Robert D. Brook *; Robert L. Bard ; Smita Patel ; Melvyn Rubenfire ; Nicholas S. Clarke ; Ella A. Kazerooni ; Thomas W. Wakefield ; Peter K. Henke ; and Kim A. Eagle

From the Division of Cardiovascular Medicine (R.D.B., R.L.B., M.R., N.S.C., K.A.E.), Department of Internal Medicine, the Division of Thoracic Radiology (S.P., E.A.K.), Department of Radiology, and the Division of Vascular Surgery (T.W.W., P.K.H.), Department of Surgery, University of Michigan, Ann Arbor.

* To whom correspondence should be addressed. E-mail: robdbrok{at}umich.edu.

Objective--Coronary calcium score (CCS), carotid plaque area (CPA), intima-media thickness (IMT), and C-reactive protein (CRP) are independent predictors of cardiovascular prognosis. Although each test may enhance risk stratification, their comparative abilities to screen for underlying coronary stenoses in individual patients is less established.

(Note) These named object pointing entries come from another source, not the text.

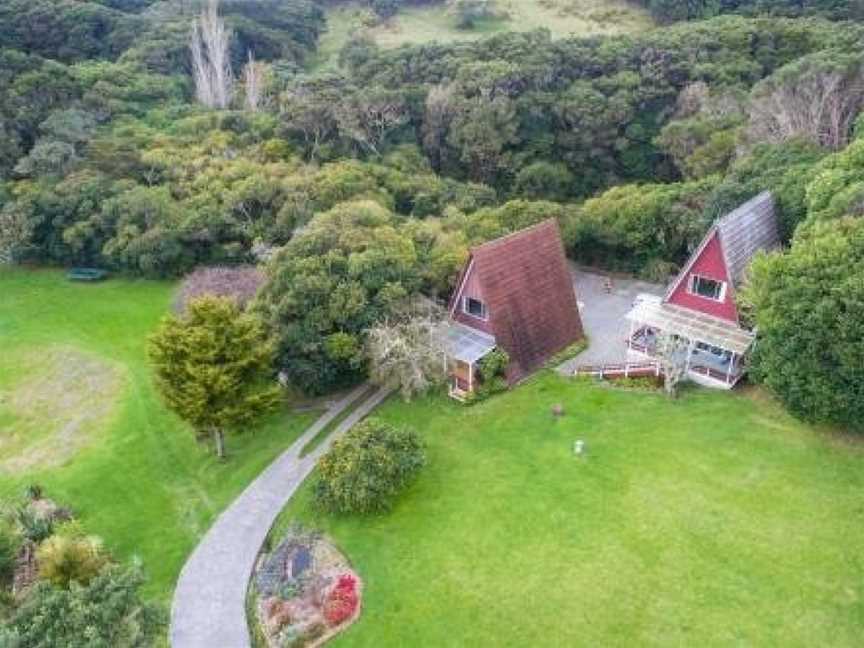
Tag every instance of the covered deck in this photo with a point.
(463, 348)
(716, 349)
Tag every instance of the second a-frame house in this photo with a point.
(515, 293)
(699, 305)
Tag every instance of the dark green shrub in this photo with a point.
(491, 375)
(108, 611)
(366, 469)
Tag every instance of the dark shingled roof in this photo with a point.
(745, 231)
(529, 291)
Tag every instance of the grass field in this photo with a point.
(432, 22)
(712, 520)
(79, 415)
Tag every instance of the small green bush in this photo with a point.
(366, 469)
(34, 527)
(64, 559)
(10, 543)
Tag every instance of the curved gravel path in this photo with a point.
(209, 606)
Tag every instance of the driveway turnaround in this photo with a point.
(603, 303)
(209, 607)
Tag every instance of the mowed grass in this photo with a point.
(136, 475)
(712, 520)
(426, 23)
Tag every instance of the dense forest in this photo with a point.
(361, 187)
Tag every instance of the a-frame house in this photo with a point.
(515, 293)
(699, 304)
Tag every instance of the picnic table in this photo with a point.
(86, 274)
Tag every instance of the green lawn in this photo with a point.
(425, 23)
(712, 520)
(77, 404)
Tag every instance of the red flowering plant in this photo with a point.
(342, 601)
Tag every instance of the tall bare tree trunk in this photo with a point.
(253, 81)
(211, 63)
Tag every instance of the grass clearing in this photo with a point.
(51, 402)
(140, 481)
(715, 519)
(432, 22)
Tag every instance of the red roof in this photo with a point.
(524, 280)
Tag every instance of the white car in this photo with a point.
(646, 298)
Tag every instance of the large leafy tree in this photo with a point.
(809, 307)
(366, 469)
(349, 268)
(214, 367)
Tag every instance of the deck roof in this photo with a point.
(692, 325)
(464, 343)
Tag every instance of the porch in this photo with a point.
(715, 354)
(464, 347)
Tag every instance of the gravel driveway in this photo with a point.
(603, 316)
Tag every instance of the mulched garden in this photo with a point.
(305, 591)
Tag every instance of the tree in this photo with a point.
(106, 612)
(672, 354)
(239, 283)
(468, 12)
(16, 232)
(367, 117)
(254, 74)
(365, 469)
(349, 268)
(214, 367)
(405, 351)
(211, 63)
(810, 317)
(816, 97)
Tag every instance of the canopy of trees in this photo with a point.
(810, 312)
(361, 186)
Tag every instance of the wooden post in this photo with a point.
(691, 346)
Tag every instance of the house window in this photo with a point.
(474, 307)
(705, 287)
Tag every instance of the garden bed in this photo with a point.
(304, 591)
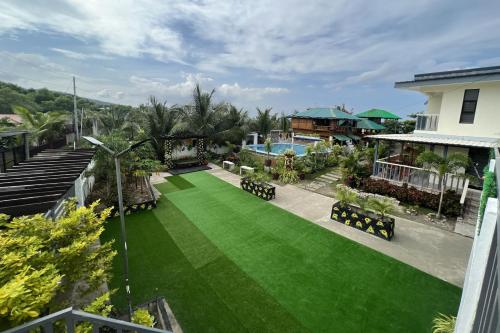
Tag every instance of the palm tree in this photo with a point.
(160, 120)
(200, 118)
(264, 121)
(443, 166)
(232, 125)
(44, 126)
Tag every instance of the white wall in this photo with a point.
(449, 106)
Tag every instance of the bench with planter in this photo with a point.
(261, 189)
(371, 223)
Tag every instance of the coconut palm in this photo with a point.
(200, 118)
(45, 127)
(382, 206)
(233, 124)
(160, 120)
(443, 166)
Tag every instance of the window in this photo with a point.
(469, 106)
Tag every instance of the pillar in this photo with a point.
(375, 157)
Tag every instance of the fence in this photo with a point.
(479, 307)
(417, 177)
(70, 318)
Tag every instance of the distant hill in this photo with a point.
(41, 99)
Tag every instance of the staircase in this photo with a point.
(466, 225)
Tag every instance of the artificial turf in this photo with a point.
(227, 261)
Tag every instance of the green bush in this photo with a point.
(489, 191)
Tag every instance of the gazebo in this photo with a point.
(376, 115)
(187, 164)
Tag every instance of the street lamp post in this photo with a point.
(116, 157)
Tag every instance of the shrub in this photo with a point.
(444, 324)
(143, 317)
(413, 196)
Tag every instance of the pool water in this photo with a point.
(279, 148)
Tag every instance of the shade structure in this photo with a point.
(378, 114)
(324, 113)
(36, 185)
(341, 137)
(368, 124)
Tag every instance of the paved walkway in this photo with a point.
(438, 252)
(323, 180)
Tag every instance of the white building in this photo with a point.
(462, 116)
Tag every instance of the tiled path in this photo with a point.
(322, 181)
(438, 252)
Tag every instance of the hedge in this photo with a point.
(451, 201)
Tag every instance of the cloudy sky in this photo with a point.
(285, 54)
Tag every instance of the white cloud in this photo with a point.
(235, 90)
(80, 56)
(162, 88)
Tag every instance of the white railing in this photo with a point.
(427, 122)
(417, 177)
(480, 305)
(71, 318)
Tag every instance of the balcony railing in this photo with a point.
(427, 122)
(480, 302)
(71, 318)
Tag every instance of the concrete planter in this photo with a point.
(370, 223)
(262, 190)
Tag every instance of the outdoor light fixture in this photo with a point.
(116, 157)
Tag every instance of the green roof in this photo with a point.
(324, 113)
(341, 137)
(377, 113)
(368, 124)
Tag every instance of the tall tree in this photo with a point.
(44, 127)
(200, 117)
(160, 121)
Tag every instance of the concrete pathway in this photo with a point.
(435, 251)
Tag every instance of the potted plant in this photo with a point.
(268, 146)
(361, 219)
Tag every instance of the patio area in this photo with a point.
(228, 261)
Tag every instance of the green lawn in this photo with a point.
(230, 262)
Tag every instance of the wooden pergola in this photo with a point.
(36, 185)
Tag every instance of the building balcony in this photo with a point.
(427, 122)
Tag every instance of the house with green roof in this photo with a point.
(333, 123)
(377, 115)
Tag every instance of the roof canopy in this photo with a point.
(482, 74)
(324, 113)
(368, 124)
(449, 140)
(377, 113)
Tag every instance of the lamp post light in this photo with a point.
(116, 157)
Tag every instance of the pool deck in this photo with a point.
(435, 251)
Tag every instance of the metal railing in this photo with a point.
(427, 122)
(71, 318)
(417, 177)
(480, 305)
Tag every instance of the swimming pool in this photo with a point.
(279, 148)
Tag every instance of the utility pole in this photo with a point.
(75, 111)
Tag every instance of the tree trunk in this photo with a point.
(441, 197)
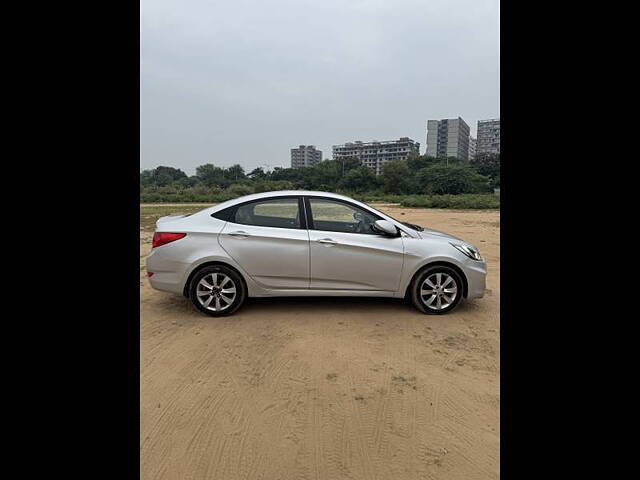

Methods and Results--Forty-two patients who had a 16-slice coronary computed tomography angiogram (CTA) performed were invited to have CPA, IMT, and CRP measured. CPA was defined as the sum of all the cross-sectional areas of each plaque >1 mm in diameter found in all carotid vessels bilaterally. CCS and the number plus degree of stenotic coronary arteries were determined by CTA. The presence of clinically significant coronary artery disease (CAD) was defined as the existence of any stenosis ≥50%. CTA identified clinically significant CAD in 43% of the patients. CPA >0 was more sensitive (72%) and specific (58%) than a CCS >0 (58% and 55%) for identifying CAD. A "clean" carotid artery (CPA=0) provides a superior negative predictive value (74%) and likelihood ratio of a negative test (0.48) than all other studies, in particular versus a CCS=0 (65% and 0.72). The areas under the receiver-operator curves for CPA and CCS in relation to any CAD were similar (0.640 versus 0.675). Carotid IMT and CRP performed poorly compared with CPA and CCS. For detecting CAD in only the left main or left anterior descending artery, the negative predictive value and likelihood ratio of a negative test remained superior for CPA (87% and 0.33) compared with CCS (80% and 0.56). In our population with a prevalence of these coronary lesions of 30%, the post-test probability in any patient with a negative CPA result is reduced to 10%.

Conclusion--CPA determination is superior to CCS, IMT, and CRP in its ability to reduce the likelihood of clinically significant underlying CAD in patients of varying cardiac risk.